14.11.05

Viagem sem Regresso

Recordo minuto a minuto
a tomada da Bastilha
o vento fingindo ser natural
o interior ressequido das palavras
e o Sena que me olha
enquanto corre para o mar.

Quadros da história de um país desconhecido
mães inúteis
parindo nuvens.

Da lua
o espesso veludo
envolve-nos.
E as mãos que descem como gotas da chuva
arrasam cidades.

No espaço imenso
o que não está por acaso
está por engano.

Áfricas, 67
Cruzeiro Seixas, Viagem sem Regresso, p. 104, 2001, Tiragem Limitada, Edições de Arte, Lda.

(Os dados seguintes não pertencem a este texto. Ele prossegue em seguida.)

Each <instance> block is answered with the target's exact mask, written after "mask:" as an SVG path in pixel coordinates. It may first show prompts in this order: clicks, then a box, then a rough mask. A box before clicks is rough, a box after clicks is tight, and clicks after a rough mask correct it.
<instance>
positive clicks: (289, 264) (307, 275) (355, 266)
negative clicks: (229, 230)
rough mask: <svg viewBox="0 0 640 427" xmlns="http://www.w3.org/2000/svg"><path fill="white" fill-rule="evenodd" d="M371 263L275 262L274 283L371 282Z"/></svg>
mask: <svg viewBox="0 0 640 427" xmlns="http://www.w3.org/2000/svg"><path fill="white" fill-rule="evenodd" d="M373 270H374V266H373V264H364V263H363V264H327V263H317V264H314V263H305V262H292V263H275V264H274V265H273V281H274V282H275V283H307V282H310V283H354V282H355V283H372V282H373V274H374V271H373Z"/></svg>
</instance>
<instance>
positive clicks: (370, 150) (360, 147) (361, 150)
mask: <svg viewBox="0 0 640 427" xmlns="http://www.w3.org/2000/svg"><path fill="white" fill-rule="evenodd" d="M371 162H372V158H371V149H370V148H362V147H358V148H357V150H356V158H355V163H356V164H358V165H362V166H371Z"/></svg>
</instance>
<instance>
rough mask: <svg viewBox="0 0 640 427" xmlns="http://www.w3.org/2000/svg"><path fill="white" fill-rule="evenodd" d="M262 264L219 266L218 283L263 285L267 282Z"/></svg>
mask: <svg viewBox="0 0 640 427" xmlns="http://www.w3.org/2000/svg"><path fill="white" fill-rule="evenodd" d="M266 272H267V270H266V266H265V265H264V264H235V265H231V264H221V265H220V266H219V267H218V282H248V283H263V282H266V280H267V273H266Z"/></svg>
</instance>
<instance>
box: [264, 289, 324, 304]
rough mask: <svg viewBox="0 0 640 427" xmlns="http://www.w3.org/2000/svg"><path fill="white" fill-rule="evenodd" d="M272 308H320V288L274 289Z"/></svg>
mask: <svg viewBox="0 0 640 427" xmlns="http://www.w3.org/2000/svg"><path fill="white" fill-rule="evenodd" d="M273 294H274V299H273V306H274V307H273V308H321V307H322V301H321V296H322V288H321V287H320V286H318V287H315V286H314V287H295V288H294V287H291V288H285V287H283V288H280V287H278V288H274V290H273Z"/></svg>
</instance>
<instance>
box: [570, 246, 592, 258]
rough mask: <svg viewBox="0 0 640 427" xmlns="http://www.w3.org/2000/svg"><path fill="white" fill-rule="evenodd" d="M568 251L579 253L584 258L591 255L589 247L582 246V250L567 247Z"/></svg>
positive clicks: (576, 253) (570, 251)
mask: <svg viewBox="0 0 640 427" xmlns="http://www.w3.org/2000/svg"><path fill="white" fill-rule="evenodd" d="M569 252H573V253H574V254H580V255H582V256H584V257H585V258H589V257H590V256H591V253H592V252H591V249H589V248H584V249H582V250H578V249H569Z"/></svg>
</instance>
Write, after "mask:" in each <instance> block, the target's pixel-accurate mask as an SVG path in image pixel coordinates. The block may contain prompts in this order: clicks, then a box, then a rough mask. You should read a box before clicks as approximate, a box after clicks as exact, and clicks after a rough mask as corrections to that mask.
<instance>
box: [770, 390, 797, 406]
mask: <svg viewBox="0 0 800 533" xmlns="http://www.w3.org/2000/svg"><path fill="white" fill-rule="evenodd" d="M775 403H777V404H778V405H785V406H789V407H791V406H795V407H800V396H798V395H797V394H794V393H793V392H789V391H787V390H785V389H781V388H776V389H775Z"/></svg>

Livro na mesinha de cabeceira; leitura nocturna, fruto do acaso; Cruzeiro Seixas diz que são fictícias as datas dos poemas. Poderia, penso eu, ser Paris em 2005?.

Talvez não. A poesia de Cruzeiro é surrealista, são fragmentos de um mundo imaginário, frutos da liberdade de espírito onde as palavras se recriam e nos projectam um mundo ideal, recheado de símbolos, carregados de significado.

Talvez não, e esteja eu ainda a ver sombras, peso da minha vida vivida, demasiado agarrado ao quotidiano, incapaz de fazer as pontes para o Outro.

Talvez sim, que as imagens que ardem nos meus olhos estão para além do real, são surrealistas, condensam sentimentos demasiado fortes, de raiva e ódio, de sonhos e utopias, de sofrimento, de frustração.

Talvez sim, pois vejo cidades que se destroem, sociedades que embarcam em Viagens sem Regresso:

Por toda a parte há sonhos
a empurrar outros sonhos
para o Abismo

Rodrigo Adão da Fonseca

P.S. A minha homenagem a Artur Cruzeiro Seixas, cujas palavras e imagens fazem parte do meu dia-a-dia.